Their systems are programmed to make retailers more savvy. The explanation was simple. The QFloors people come from a retail background. Steve Ogden, the the vp and founder of Ogden’s Carpet Outlets, is now affiliated with Floor to Ceiling Stores, which has grown to 14 stores. His brother Chad Ogden is QFloor’s president and CEO. While attending their demos, many of the finer points of running a retail store came up. There were also suggestions from successful retailers on various methods of operation. The great value to those on hand was the opportunity to judge which particular method might work best for their operation.

QFloors trainer Gary Jarvis teaches a class on product management and bar coding during the company’s recent user’s conference.

What amazed me was not just how the programs simplify operations and save time, but also how they measure nearly every business activity including sales and gross margin performance. They also keep track of the sales team’s closing ration and store traffic. I didn’t ask, but I’m sure it could tell you the exact time of each sale-a critical factor in sales patterning. Once a sales contract is entered into the computer a whirlwind of activity kicks in. Most may be no surprise to you, but I admit it astounded me. The job is entered, costs are calculated, commissions are verified, a purchase order is created and the product is either deducted from inventory or ordered from a supplier set up for B2B ordering. And it doesn’t stop there. The order is tracked every step of the way according to its status and is entered into accounts payable. It is filed according to discount date and the invoice is automatically paid when due. This is only a partial review of all the functions.

After a day of classes, the featured speaker was my colleague and fellow NFT columnist Sam Allman. Drawing on his considerable wealth of knowledge he addressed a few retailing basics. One interesting issue brought up by Sam was cash flow, a subject that even some sophisticated merchants often fail to understand. I have run across several of my retailing friends who must not trust banks. They stockpile flooring that has not seen the light of day for years. Do they draw interest on this idle inventory? Others must believe they are a bank given their level of receivables.

Sam made the point that cash flow was the most common reason flooring retailers fail-even among profitable dealers. Any failure to understand the relationship between receivables, customer deposits, inventory and cash discounts to cash flow can lead to a cash-starved business. The business in making money, but the dealer can’t pay the bills. “Cash is king!” as Sam put it. Computers will keep this situation in balance as well as dozens of other measures. During his presentation he reeled off 13 critical measurements that a successful owner or manager should gauge. In the words of Big Bob, “If it can’t be measured, it can’t be managed!” Computers are a must in the current marketplace.

The following day, users offered their input on the QFloors software and made suggestion about features they thought to be crucial as well as those that could be added or deleted.
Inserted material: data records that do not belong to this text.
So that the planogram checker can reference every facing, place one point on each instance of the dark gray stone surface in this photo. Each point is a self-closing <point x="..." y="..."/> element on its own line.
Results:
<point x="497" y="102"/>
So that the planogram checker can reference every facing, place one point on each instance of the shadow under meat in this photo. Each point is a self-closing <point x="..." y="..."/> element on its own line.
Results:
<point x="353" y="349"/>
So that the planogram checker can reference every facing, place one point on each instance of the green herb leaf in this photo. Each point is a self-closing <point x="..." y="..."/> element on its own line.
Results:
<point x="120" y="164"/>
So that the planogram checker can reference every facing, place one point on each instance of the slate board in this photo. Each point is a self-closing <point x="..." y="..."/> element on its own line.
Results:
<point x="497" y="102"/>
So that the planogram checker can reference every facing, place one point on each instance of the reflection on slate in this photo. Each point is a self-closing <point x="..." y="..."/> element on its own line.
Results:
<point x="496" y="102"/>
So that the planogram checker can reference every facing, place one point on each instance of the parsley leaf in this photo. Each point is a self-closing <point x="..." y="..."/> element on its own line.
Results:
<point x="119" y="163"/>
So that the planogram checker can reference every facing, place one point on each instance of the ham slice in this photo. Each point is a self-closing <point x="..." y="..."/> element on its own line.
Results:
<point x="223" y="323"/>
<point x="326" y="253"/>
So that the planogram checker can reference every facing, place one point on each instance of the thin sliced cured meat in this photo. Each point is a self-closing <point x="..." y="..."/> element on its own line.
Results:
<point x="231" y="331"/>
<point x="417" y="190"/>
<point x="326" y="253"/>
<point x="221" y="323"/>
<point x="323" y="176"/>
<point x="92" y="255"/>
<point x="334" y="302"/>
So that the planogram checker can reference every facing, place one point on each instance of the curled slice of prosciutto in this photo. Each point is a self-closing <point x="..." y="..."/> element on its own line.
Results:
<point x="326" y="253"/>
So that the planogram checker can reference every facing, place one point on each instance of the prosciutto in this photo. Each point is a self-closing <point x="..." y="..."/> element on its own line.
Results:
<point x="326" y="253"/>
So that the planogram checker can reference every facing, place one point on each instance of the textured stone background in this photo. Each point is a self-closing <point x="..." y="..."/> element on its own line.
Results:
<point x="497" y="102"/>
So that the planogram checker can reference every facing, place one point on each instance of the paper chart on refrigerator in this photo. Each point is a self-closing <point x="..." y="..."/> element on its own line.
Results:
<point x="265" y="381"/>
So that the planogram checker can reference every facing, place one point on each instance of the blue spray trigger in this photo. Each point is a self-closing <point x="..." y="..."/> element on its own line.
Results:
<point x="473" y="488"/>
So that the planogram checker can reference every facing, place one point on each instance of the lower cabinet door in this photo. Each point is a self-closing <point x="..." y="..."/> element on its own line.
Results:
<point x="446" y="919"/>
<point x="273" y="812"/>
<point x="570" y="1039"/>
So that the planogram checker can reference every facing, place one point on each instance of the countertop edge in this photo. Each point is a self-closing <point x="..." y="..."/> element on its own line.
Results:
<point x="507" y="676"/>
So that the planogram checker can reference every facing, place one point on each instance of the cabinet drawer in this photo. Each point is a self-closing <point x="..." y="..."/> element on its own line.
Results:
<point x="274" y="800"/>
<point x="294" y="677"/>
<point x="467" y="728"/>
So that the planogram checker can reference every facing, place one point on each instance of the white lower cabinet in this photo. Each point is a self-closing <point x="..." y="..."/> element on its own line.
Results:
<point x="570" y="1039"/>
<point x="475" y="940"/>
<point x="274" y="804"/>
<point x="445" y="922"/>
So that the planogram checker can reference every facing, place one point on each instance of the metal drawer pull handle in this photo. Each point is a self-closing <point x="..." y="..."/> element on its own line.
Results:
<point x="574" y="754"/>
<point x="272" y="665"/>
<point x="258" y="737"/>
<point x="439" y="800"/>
There was a suggestion that Sam’s cash flow chart should be added so a user can see exactly where he stands. That could prove very useful considering that many retailers are lucky if they produce a balance sheet once a year-far too late in some cases for corrective action. Computerized companies can produce a trial balance and even a P & L at any moment. Other goodies like bar-coding and scanners were discussed. Some of the more advanced retailers mused about small retailers who allow themselves to fall into a position where they have receivables from their customers. The point was made that if you leave a department store with merchandise you didn’t pay for you face arrest. Why is our business any different? That, of course, leads to a discussion of how poorly we use in-store credit as a selling tool. That is a subject for another day.

I expected the conference in Utah to be a forum on how flooring retailers can use computers more effectively. I also expected that QFloors’ management would be seeking feedback about their customers’ concerns and needs. On those counts, the meeting did not disappoint. But what I also attended was as close to a retailing 101 class as I’ve seen in the industry.